A short jaunt from DiverseWorks at Atomic Cafe is actor/director Daniel Treadway's loose adaptation of the slasher film Silent Night, Deadly Night. This dark comedy -- acutely billed as costing less to see than "some lameass Christmas blockbuster" -- is the story of a young boy who witnesses the murder of his parents by a man dressed as Santa Claus.
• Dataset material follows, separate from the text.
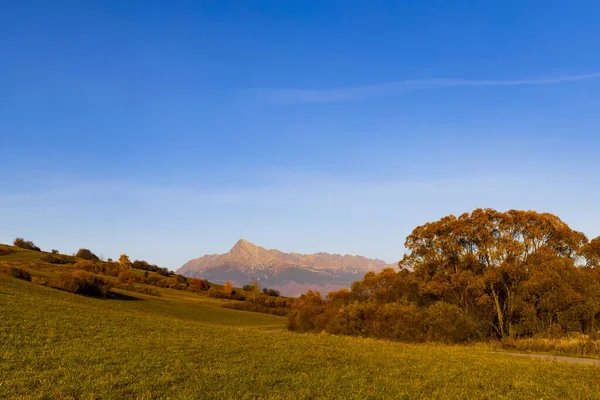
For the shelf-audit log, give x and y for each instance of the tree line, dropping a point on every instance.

Like Killer Clowns and the Chucky films, Silent Night, Deadly Night inspires the fear of formerly comforting childhood icons; Old Saint Nick's "ho, ho, ho" becomes the cackle of a madman.

The Nylon Tunnel, playing at Commerce Street Art Warehouse, is what author/Dos Chicas member David Harlan dubs "existential slapstick." Narrated by a frog-like man, the play is a fast-paced series of minisitcoms, minimusicals and theater parodies. The evil French exchange student, a shoe salesman with a foot fetish, and an all-hillbilly episode of "The Family Feud" promise to be the most surreal character sketches.

That something in the air this season might be coming from the Houston Ship Channel, but it may also be the smell of meaninglessness triumphing over meaningfulness. The mainstream consumption of the holidays has three plays scrambling for the soothing refuge of the ridiculous. And, as Richard Coe puts it, that in itself is absurdity -- "the freedom of the slave to crawl east along the deck of a boat going west."